Introduzida na legislação orçamental da UE em 2011, no chamado «pacote de seis medidas», esta cláusula permitiria aos Estados-membros um desvio «temporário coordenado e ordenado relativamente aos requisitos normais» do PEC, permitindo-lhes tomar medidas orçamentais para fazer face a períodos de grave recessão económica.
Se, em abstracto, esta activação permitiria aos Estados-membros alguma flexibilidade no estabelecimento das suas políticas económicas e financeiras em períodos de «crise», na realidade, as coisas fiam mais fino: as regras da dita cláusula dispõem que os Estados-membros «podem ser autorizados a desviarem-se temporariamente da trajectória de ajustamento ao objectivo orçamental de médio prazo (...), desde que tal não ponha em risco a sustentabilidade orçamental a médio prazo». Ou seja, na prática, a flexibilidade permitida por esta derrogação é francamente mais limitada do que aquilo que tem sido alardeado. As pressões e chantagens, os diversos procedimentos relativos ao PEC, mantêm-se, por exemplo, através das «avaliações anuais de crescimento» e das «recomendações por país». Portugal foi bem exemplo de que os constrangimentos orçamentais não desapareceram neste período «excepcional», bem pelo contrário.
Em Outubro de 2021, a CE lançou uma consulta pública sobre uma anunciada «reforma da Governação Económica da UE», pedindo sugestões e propostas para alteração do actual quadro legislativo, tendo presente o objectivo de reduzir o défice sem cortar no investimento ou comprometer o crescimento. Deste processo ainda não resultou nenhuma proposta concreta, que tem vindo a ser sucessivamente adiada.
Esta semana, porém, vários órgãos de comunicação social noticiaram que a coligação que governa na Alemanha tinha chegado a um entendimento relativamente à dita reforma. Sem surpresas, este entendimento defrauda a expectativa daqueles que aguardavam uma maior flexibilidade e algum alívio face ao espartilho das regras orçamentais da UE.
Provavelmente, agora que a Alemanha terá decidido, os resultados da consulta pública da CE e da sua profunda reflexão serão conhecidos nos próximos tempos e certamente não irão destoar da posição alemã.

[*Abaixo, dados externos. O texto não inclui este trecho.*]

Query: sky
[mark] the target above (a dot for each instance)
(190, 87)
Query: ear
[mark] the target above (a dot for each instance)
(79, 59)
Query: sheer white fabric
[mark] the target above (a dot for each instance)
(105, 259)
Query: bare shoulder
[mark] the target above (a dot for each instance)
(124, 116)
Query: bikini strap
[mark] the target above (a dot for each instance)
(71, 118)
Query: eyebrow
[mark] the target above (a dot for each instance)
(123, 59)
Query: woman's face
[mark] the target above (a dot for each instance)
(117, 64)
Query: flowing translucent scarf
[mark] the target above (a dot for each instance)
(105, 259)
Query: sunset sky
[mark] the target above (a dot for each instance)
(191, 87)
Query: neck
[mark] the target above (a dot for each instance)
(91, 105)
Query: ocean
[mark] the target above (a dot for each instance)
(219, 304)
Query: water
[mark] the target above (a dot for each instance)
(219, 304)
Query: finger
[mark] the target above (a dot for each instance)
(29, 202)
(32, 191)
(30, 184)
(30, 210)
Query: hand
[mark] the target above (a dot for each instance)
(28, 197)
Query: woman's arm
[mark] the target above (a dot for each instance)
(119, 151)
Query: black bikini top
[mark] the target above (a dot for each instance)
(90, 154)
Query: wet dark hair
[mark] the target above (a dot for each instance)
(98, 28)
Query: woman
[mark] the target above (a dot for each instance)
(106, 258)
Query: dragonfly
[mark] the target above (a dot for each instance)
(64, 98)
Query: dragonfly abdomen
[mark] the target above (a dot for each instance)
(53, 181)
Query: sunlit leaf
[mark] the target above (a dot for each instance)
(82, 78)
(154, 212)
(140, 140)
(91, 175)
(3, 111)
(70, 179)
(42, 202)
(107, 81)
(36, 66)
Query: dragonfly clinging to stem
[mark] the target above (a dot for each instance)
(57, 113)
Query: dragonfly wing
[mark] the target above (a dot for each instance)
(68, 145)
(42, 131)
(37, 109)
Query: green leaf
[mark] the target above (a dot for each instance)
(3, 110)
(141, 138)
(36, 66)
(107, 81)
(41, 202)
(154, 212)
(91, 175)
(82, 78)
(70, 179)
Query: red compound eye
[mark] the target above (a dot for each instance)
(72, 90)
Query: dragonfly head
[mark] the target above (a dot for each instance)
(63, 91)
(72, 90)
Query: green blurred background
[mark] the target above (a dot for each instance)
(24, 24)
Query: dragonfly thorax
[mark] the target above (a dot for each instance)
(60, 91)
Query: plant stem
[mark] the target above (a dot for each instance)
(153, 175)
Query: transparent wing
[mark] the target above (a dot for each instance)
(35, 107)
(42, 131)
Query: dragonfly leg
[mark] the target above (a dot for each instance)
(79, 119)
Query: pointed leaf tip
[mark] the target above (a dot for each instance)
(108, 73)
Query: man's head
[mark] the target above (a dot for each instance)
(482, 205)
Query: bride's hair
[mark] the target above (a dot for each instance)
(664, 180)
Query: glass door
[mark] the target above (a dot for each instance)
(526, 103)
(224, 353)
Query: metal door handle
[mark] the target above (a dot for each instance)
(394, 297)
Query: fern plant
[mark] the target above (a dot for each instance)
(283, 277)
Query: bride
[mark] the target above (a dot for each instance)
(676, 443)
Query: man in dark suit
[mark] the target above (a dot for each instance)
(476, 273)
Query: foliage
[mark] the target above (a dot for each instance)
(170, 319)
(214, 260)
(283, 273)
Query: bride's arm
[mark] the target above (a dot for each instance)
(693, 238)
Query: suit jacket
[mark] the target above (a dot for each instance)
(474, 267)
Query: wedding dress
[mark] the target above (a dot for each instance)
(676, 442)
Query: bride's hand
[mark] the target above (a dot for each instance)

Os deputados do PCP no PE há muito que vêm propondo uma solução para eliminar o pesado rol de condicionamentos associados à governação económica da UE: a sua revogação, a eliminação da densa teia de instrumentos e mecanismos que constrangem a margem de manobra dos Estados na definição e implementação das suas estratégias de desenvolvimento soberano. É por isto que nos continuaremos a bater.